Oh! A transitional form! I know a certain group of people that will be unhappy about that. :mrgreen:
It's obviously a Toadfish!!!! :toadfish:
I saw a report about this last night, one of the key features of this fossil is that it is not crushed and remains in its original 3D comfiguration. This allows a true investigation of the anatomy rather than largely having to infer it from flattened out remains as usually happens.
Fascinating.
Bluenose
Well, how about that?
Now, everyone, say "Thank you Australia"...
Actually, this reminds of some work I did on behalf of Native Fish Australia to help out the Platypus Conservancy with some netting surveys that started a few years ago in Melbourne. They needed people who could identify fish for them that were caught in their nets as part of their permit to net the Yarra River and its tributaries around the suburbs. This was where I met Dr Melody Serena an American who had been over in Oz for some years studying Platypus.
I remember talking with her over a cup of coffee in the wee small hours and asking how she came to be iin Australia studying our animals. She said that once she had qualified she had to make a choice of what she whould study and as she put it she could work on some minor points of clarification of well know species in North America, or she could come over here and study anything whe wanted for the simple reason that so little of our wildlife has been studied that it is all virtually green-fields in research terms.
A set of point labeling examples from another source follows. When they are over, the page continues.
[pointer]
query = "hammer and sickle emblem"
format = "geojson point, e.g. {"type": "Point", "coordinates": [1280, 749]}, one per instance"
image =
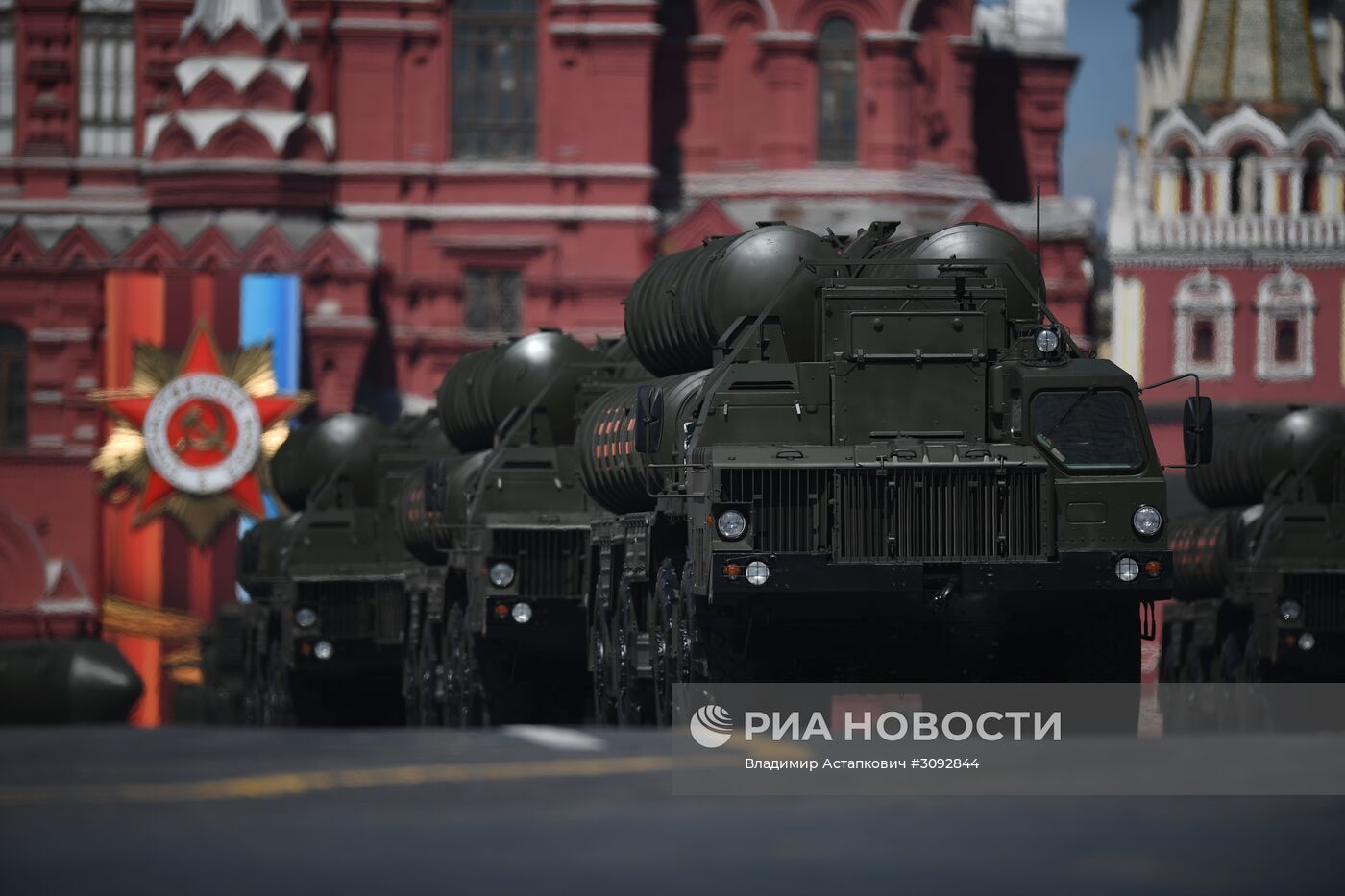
{"type": "Point", "coordinates": [198, 435]}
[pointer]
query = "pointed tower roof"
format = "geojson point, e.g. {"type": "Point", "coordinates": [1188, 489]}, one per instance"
{"type": "Point", "coordinates": [1258, 51]}
{"type": "Point", "coordinates": [262, 17]}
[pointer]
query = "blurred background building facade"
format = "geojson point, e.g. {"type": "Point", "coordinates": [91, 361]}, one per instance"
{"type": "Point", "coordinates": [380, 186]}
{"type": "Point", "coordinates": [1227, 227]}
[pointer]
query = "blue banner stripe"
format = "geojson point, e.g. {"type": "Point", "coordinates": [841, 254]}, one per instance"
{"type": "Point", "coordinates": [269, 308]}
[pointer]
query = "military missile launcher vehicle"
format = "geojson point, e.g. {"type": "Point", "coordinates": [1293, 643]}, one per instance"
{"type": "Point", "coordinates": [1260, 576]}
{"type": "Point", "coordinates": [883, 460]}
{"type": "Point", "coordinates": [322, 640]}
{"type": "Point", "coordinates": [504, 638]}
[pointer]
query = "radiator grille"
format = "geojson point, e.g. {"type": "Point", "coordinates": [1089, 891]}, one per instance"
{"type": "Point", "coordinates": [896, 513]}
{"type": "Point", "coordinates": [1322, 596]}
{"type": "Point", "coordinates": [549, 561]}
{"type": "Point", "coordinates": [356, 608]}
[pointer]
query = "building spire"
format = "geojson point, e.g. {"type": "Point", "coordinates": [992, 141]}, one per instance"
{"type": "Point", "coordinates": [1258, 51]}
{"type": "Point", "coordinates": [261, 17]}
{"type": "Point", "coordinates": [1120, 217]}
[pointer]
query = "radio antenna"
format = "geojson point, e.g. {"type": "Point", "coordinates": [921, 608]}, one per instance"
{"type": "Point", "coordinates": [1039, 224]}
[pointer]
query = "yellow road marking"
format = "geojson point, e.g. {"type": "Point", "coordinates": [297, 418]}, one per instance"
{"type": "Point", "coordinates": [759, 748]}
{"type": "Point", "coordinates": [299, 784]}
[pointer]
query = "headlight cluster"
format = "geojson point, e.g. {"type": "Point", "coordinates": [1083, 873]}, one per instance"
{"type": "Point", "coordinates": [1146, 521]}
{"type": "Point", "coordinates": [501, 574]}
{"type": "Point", "coordinates": [732, 525]}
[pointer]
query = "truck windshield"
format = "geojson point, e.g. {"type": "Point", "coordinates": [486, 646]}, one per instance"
{"type": "Point", "coordinates": [1088, 429]}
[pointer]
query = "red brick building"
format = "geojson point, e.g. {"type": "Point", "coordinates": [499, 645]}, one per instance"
{"type": "Point", "coordinates": [1227, 233]}
{"type": "Point", "coordinates": [428, 175]}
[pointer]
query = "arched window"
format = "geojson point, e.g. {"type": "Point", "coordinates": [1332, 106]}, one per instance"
{"type": "Point", "coordinates": [494, 78]}
{"type": "Point", "coordinates": [13, 388]}
{"type": "Point", "coordinates": [1284, 309]}
{"type": "Point", "coordinates": [108, 84]}
{"type": "Point", "coordinates": [1244, 182]}
{"type": "Point", "coordinates": [9, 81]}
{"type": "Point", "coordinates": [1184, 181]}
{"type": "Point", "coordinates": [1310, 194]}
{"type": "Point", "coordinates": [1204, 307]}
{"type": "Point", "coordinates": [837, 91]}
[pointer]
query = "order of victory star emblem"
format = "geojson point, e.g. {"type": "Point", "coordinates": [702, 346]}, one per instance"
{"type": "Point", "coordinates": [194, 435]}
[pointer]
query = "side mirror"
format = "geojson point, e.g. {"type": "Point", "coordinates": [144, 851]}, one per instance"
{"type": "Point", "coordinates": [648, 419]}
{"type": "Point", "coordinates": [436, 496]}
{"type": "Point", "coordinates": [1199, 429]}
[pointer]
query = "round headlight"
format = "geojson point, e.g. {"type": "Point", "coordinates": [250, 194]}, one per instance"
{"type": "Point", "coordinates": [1146, 521]}
{"type": "Point", "coordinates": [1127, 569]}
{"type": "Point", "coordinates": [501, 574]}
{"type": "Point", "coordinates": [732, 525]}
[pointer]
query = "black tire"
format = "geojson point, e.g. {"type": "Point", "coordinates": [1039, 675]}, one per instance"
{"type": "Point", "coordinates": [663, 597]}
{"type": "Point", "coordinates": [463, 693]}
{"type": "Point", "coordinates": [410, 664]}
{"type": "Point", "coordinates": [429, 681]}
{"type": "Point", "coordinates": [600, 650]}
{"type": "Point", "coordinates": [629, 697]}
{"type": "Point", "coordinates": [278, 707]}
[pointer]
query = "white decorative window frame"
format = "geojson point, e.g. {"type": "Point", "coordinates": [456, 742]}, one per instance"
{"type": "Point", "coordinates": [108, 80]}
{"type": "Point", "coordinates": [1204, 296]}
{"type": "Point", "coordinates": [9, 80]}
{"type": "Point", "coordinates": [1284, 295]}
To bring it back to this topic, the same only more so applies to our fossils. Hardly anything at all has been studied because this is a big country and we don't have many paleontologists here to do the work. This continent has some of the oldest sediments on Earth and can no doubt shed light on the earliest life forms and recently some very inportant finds have been made. However, overall we have literally only just begun to scratch the surface, who knows what lies out here to find?